Cystic fibrosis therapy Lynovex®meets study objectives

Image of a virus through a microscope to highlight the role of medtech in antimicrobial resistance

NovaBiotics Ltd has announced that its oral therapy for cystic fibrosis (CF), Lynovex ®, has met the study objectives of the CARE CF 1 clinical trial.

CARE CF 1 assessed the effects of two weeks of Lynovex treatment as an adjunct to standard of care therapy (SOCT) in CF, compared to placebo plus SOCT. This trial was designed to determine whether the inclusion of Lynovex capsules alongside SOCT lessened the clinical impact of exacerbations in adults with CF, as measured by symptom severity and levels of bacteria and inflammatory mediators in sputum and blood.

CARE CF 1 was a 6-arm study with the primary objectives of determining the optimal dose and regimen of Lynovex in patients with exacerbations of CF-associated lung disease and to further evaluate the safety and tolerability of Lynovex in exacerbating CF patients.

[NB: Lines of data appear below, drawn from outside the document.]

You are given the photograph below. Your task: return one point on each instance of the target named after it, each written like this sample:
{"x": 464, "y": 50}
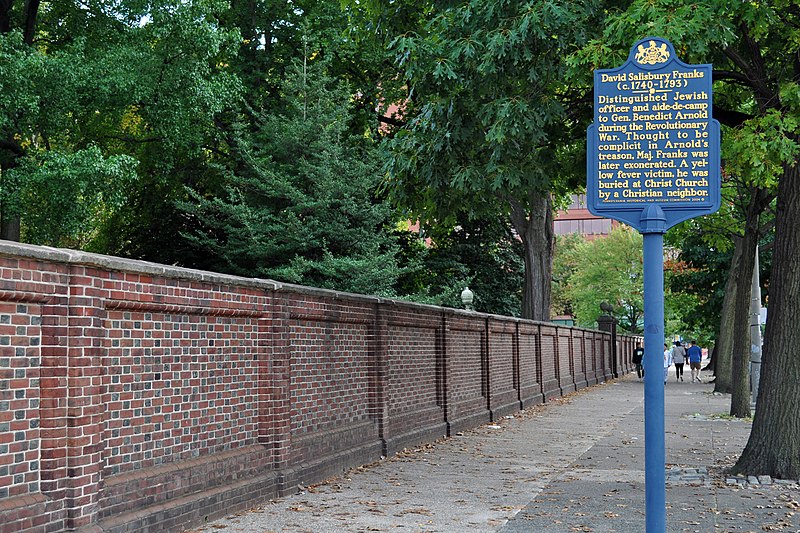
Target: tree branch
{"x": 12, "y": 147}
{"x": 131, "y": 139}
{"x": 31, "y": 9}
{"x": 391, "y": 121}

The initial efficacy outcomes measured in CARE CF 1 were the reduction in the number of bacteria in sputum, improvement in patient reported outcome scores of CF respiratory symptom severity and improvement in lung function (FEV1) following two weeks of treatment. The same dosing regime also resulted in a clinical and statistically significant reduction in blood white cell count after two weeks when compared with placebo.

These Lynovex specific improvements were mirrored by changes in health-related questionnaire scores, sputum levels of inflammatory mediators and a 4% increase in lung function after two weeks of treatment. The sputum of patients taking Lynovex also contained less bacteria (per mL of sputum) than sputum from patients who received only placebo plus their SOCT antibiotic treatment.

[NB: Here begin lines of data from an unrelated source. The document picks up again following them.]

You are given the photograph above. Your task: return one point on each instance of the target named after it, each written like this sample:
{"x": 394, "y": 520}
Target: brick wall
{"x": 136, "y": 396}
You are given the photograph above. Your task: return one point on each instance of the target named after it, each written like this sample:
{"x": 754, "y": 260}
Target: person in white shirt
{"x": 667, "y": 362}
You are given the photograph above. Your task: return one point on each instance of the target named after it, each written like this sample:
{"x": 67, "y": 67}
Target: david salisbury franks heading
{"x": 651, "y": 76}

The coordinating investigator of CARE CF 1, Professor Graham Devereux said: “This trial suggests that people with CF who are exacerbating, feel and do better if Lynovex is added to their usual treatments. These clinical effects are supported by the finding that Lynovex significantly reduces the blood white cell count indicating reduced inflammation in the lungs. Potentially, if Lynovex is used for each exacerbation, it might be possible to slow the rate of lung damage and maintain health for longer.”

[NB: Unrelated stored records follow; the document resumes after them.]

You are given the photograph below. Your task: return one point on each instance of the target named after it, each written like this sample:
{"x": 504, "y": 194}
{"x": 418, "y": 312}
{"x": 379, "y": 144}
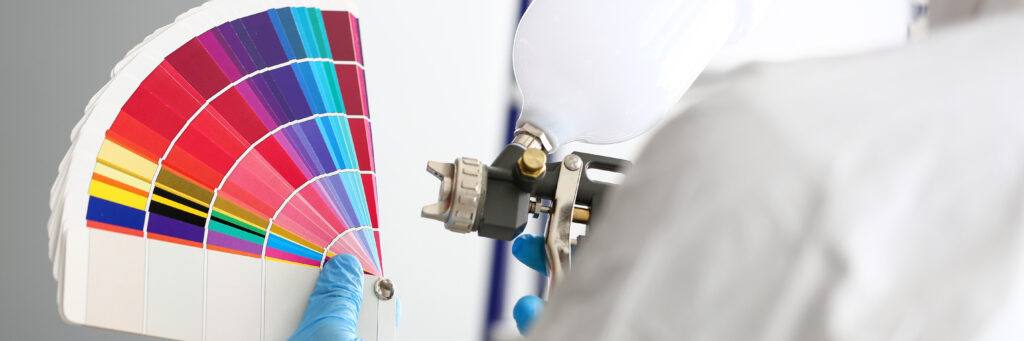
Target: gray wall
{"x": 55, "y": 54}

Dr Deborah O’Neil, CEO of NovaBiotics, commented: “There are currently no other exacerbation-specific treatment options in terms of interventions in CF. These results add validation to our previous work and the potential of Lynovex as a new class of therapy in CF. We look forward to receipt and analysis of the full data set from CARE CF 1 and to building from this the platform to progress into the registration phase of development of oral Lynovex as soon as we are able to”.